Chaque cellule fait tic-tac différemment
Les scientifiques ont également pu montrer que la lecture des gènes ne se fait pas en continu, mais par lots, Par exemple, l’infection par le virus réveille des centaines de gènes de leur sommeil de Belle au bois dormant et provoque leur lecture dans les heures qui suivent l’entrée du virus dans la cellule. Cela active surtout les gènes qui aident les cellules à combattre l’infection. Cela explique également pourquoi les cellules présentent souvent des différences si marquées dans leurs profils d’ARN et pourquoi certaines cellules sont capables d’attaquer les virus immédiatement et d’autres pas encore à ce moment-là. Chaque cellule suit son propre rythme : par exemple, des cellules ayant des profils d’ARN initialement identiques présentent des ARN complètement différents à l’intérieur de leur cellule après seulement quelques jours.
Protection contre les maladies auto-immunes ?

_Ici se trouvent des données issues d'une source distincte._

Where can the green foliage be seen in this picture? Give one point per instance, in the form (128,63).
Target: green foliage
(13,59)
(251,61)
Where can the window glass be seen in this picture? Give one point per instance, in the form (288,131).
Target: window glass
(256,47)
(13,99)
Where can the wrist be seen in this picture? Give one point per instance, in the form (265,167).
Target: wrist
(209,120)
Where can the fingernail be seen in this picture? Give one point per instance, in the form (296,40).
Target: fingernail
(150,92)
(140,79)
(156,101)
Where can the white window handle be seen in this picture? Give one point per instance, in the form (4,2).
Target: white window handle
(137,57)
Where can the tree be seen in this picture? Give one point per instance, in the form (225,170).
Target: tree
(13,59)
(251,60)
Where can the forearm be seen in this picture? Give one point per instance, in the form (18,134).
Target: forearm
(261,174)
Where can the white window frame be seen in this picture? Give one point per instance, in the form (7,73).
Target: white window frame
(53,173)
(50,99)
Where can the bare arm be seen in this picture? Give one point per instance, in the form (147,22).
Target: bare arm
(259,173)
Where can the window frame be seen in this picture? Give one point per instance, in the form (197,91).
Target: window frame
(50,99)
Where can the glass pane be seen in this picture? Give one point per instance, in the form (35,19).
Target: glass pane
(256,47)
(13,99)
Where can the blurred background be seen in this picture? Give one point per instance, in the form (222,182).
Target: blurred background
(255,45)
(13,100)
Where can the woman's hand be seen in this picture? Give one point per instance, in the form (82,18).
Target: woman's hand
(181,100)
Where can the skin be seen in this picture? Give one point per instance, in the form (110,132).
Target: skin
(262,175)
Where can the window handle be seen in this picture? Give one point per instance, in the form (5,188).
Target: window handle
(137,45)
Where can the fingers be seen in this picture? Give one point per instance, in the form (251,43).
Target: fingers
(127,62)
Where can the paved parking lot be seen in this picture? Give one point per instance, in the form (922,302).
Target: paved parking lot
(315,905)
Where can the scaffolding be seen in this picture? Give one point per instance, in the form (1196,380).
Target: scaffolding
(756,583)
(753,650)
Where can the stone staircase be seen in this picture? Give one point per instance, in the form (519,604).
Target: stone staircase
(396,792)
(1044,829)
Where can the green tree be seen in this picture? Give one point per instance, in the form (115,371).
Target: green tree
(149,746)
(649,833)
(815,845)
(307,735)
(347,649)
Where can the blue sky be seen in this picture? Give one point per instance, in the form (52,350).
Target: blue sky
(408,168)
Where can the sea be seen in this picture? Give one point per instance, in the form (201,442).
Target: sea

Le principe on/off de l’activation des gènes cellulaires a probablement une fonction très importante pour notre corps. Si tous les gènes qui servent à la lutte contre les virus étaient produits en permanence par chaque cellule du corps, cela pourrait entraîner de fausses réactions et des maladies auto-immunes. En activant les gènes au bon moment, le système immunitaire peut créer un environnement protecteur sans risque de fausses réactions nocives. Par exemple, certains mécanismes ne sont pleinement fonctionnels que dans un petit nombre de cellules du corps. Ces cellules « sentinelles » sont alors capables, par exemple, de reconnaître un virus envahissant et de le combattre efficacement. Et ils informent les autres cellules, qui alimentent alors également l’arsenal de défense complet et activent les gènes correspondants pour contrôler l’infection et bannir le danger.